'Happy Birthday' copyright challenged
A documentary filmmaker is suing a publishing arm of Warner Music Group after the company charged her $1 500 to use the song Happy Birthday in her movie about the song’s history.
According to Courthouse News Service on Friday, the class action lawsuit was filed Thursday in New York by Good Morning to You Productions, which claims that Warner/Chappel Music was “wrongfully and unlawfully” claiming the copyright to the song.
If the claim is upheld in court, the music publishing giant could be forced to pay back tens of millions of dollars to companies who were forced to pay to use the song.
The lawsuit claims that the song was actually composed in 1893 as the kindergarten song Good Morning to You and that the original copyright expired no later than 1921.

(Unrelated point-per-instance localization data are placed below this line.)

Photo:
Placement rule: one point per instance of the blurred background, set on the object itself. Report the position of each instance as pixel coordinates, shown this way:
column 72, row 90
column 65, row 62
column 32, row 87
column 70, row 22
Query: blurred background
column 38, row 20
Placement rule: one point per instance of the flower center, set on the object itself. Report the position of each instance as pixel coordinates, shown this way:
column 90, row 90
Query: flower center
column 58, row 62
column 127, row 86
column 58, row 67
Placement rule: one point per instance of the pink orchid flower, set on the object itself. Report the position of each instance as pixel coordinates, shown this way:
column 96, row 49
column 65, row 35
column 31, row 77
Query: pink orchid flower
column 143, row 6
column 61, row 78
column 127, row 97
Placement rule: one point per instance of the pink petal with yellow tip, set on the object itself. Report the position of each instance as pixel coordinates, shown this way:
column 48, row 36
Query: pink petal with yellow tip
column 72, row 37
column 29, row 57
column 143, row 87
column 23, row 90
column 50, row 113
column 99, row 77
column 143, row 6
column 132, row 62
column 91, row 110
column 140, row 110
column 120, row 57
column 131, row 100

Warner’s claims are based on a piano arrangement to the song that it copyrighted in 1935, and should be limited to that specific piano arrangement, the lawsuit claimed.
“More than 120 years after the melody — to which the simple lyrics of Happy Birthday to You is set — was first published, defendant Warner/Chappell boldly, but wrongfully and unlawfully, insists that it owns the copyright,” the plaintiffs wrote.
Warner reportedly acquired rights to the song when it paid 25 million dollars in 1988 to acquire Birchtree Lts, a small company that claimed ownership of the song. The company had not responded to the lawsuit as of late Friday.